Library for machine learning stacking generalization.

Last update: Jul 19, 2022

Related tags

Machine Learning machine-learning

Overview

stacked_generalization

Implemented machine learning *stacking technic[1]* as handy library in Python. Feature weighted linear stacking is also available. (See https://github.com/fukatani/stacked_generalization/tree/master/stacked_generalization/example)

Including simple model cache system Joblibed claasifier and Joblibed Regressor.

Feature

1) Any scikit-learn model is availavle for Stage 0 and Stage 1 model.

And stacked model itself has the same interface as scikit-learn library.

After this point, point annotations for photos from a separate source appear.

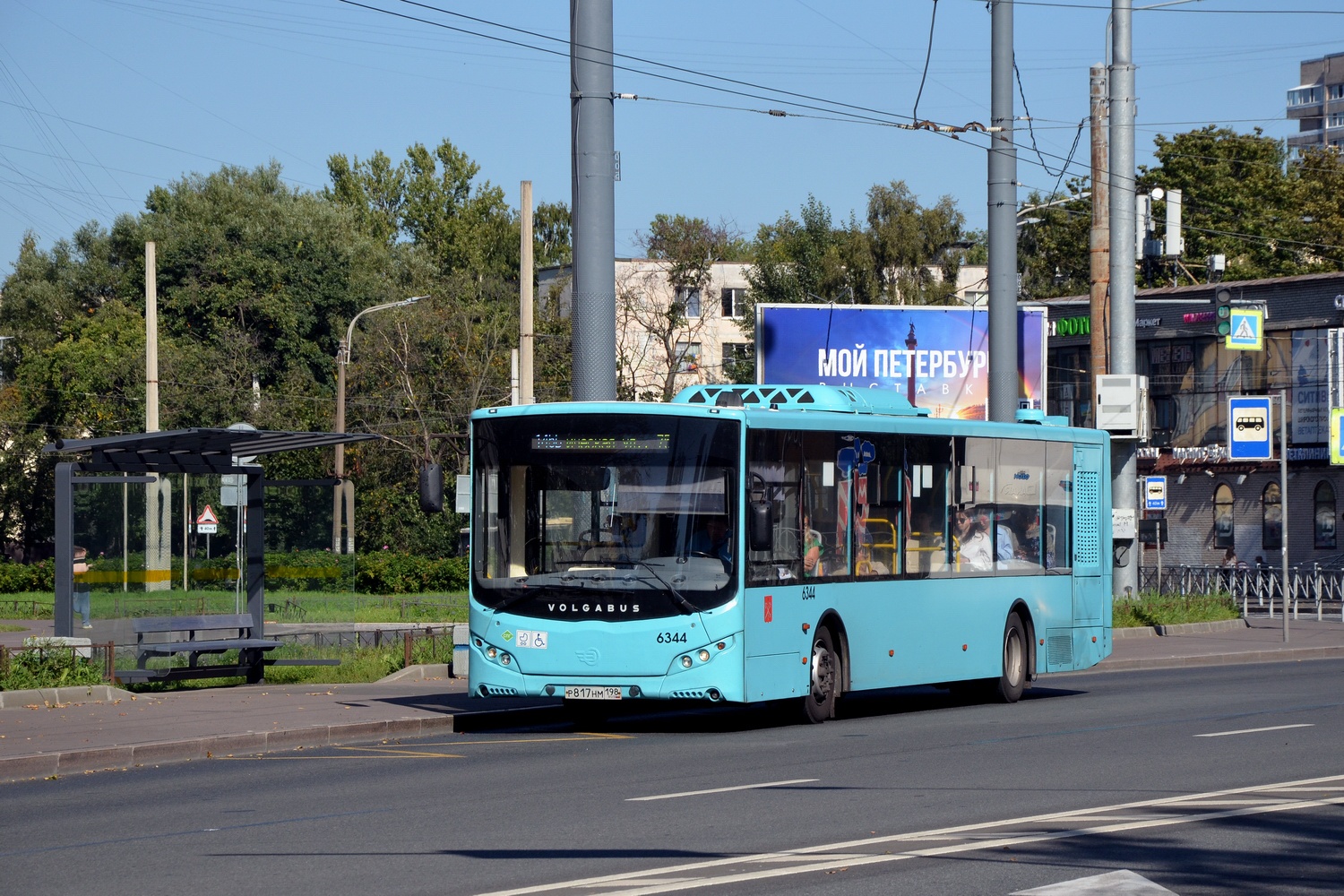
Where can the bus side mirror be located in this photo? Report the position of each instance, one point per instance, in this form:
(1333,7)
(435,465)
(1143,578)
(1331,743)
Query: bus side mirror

You can replace model such as RandomForestClassifier to stacked model easily in your scripts. And multi stage stacking is also easy.

ex.

from stacked_generalization.lib.stacking import StackedClassifier
from sklearn.ensemble import RandomForestClassifier, GradientBoostingClassifier
from sklearn.linear_model import LogisticRegression, RidgeClassifier
from sklearn import datasets, metrics
iris = datasets.load_iris()

# Stage 1 model
bclf = LogisticRegression(random_state=1)

# Stage 0 models
clfs = [RandomForestClassifier(n_estimators=40, criterion = 'gini', random_state=1),
        GradientBoostingClassifier(n_estimators=25, random_state=1),
        RidgeClassifier(random_state=1)]

# same interface as scikit-learn
sl = StackedClassifier(bclf, clfs)
sl.fit(iris.target, iris.data)
score = metrics.accuracy_score(iris.target, sl.predict(iris.data))
print("Accuracy: %f" % score)

More detail example is here. https://github.com/fukatani/stacked_generalization/blob/master/stacked_generalization/example/cross_validation_for_iris.py

https://github.com/fukatani/stacked_generalization/blob/master/stacked_generalization/example/simple_regression.py

2) Evaluation model by out-of-bugs score.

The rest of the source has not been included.